To the people of Dumasi, Ghana, land belongs to the dead, to the previous generations who settled and died on it. It also represents heritage, a cornerstone on which future generations can build their livelihoods. But they have seen their land disappear before their eyes. The Dumasi villagers soon will be resettled elsewhere. During my time here, I discovered a community in anguish, struggling spiritually with this reality and its corrosive effect on their very identity.
Their way of life has vanished. And their ancestors are mad.
In the 1980s, Ghana opened its market to foreign investors to re-energize the mining industry. With the launch of large-scale mining operations, numerous communities anchored to the land were forced to resettle in areas peripheral to the mining operations, rapidly losing their traditional livelihoods. Gone is their historical practice of harvesting cocoa, extracting gold and other minerals, and foraging the surrounding forests for provisions such as thyme and snails.

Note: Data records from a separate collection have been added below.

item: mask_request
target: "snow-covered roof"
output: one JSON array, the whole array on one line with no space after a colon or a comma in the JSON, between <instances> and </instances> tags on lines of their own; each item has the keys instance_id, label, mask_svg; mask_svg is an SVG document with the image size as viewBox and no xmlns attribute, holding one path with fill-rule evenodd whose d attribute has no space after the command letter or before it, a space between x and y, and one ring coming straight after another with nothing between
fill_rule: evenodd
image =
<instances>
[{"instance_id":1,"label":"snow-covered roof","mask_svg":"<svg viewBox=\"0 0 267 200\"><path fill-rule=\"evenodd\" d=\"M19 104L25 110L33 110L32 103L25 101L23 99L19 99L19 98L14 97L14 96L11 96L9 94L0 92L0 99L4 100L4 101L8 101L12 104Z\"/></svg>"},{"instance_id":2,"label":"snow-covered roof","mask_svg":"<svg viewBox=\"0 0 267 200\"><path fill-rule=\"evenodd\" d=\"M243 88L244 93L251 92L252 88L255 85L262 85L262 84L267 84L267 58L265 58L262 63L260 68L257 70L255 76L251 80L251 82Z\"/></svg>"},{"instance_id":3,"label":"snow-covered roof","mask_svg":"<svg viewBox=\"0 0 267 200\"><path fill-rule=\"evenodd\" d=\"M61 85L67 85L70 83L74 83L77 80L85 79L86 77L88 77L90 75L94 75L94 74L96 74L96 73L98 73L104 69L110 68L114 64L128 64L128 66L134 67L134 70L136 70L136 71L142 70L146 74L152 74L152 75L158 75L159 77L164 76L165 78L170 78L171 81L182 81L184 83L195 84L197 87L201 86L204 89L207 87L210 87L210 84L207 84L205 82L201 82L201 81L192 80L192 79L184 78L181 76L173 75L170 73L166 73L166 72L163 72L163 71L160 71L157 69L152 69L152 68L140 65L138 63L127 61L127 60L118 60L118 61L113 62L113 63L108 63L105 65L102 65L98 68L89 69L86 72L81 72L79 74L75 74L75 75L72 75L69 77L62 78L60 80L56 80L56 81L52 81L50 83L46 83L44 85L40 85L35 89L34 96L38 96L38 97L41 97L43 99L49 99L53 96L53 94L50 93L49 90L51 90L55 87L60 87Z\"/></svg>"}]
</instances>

I came to Dumasi, which is about six hours from Accra, to learn about the realities of women and men as they confront this dramatic change. I saw women struggle to feed their families and keep them healthy. Men spoke of feeling deprived of their authority. And many people, especially community “chiefs,” are ashamed of how life in Dumasi has been uprooted. The chiefs – men who traditionally serve as mediators between the community and its ancestors – feel helpless in the midst of the community’s hardships. They are ultimately held accountable for the loss of land. Now, the chiefs have lost recognition and respect.
All of the houses in Dumasi have been spray-painted with the word “DONE.” It means that the home is ready to be demolished so that mining companies can expand their operations on the land.
I was saddened and frustrated by the helplessness I saw in men’s and women’s eyes here. But in the children, I witnessed a glimpse of hope.
Perhaps they are not “done” after all.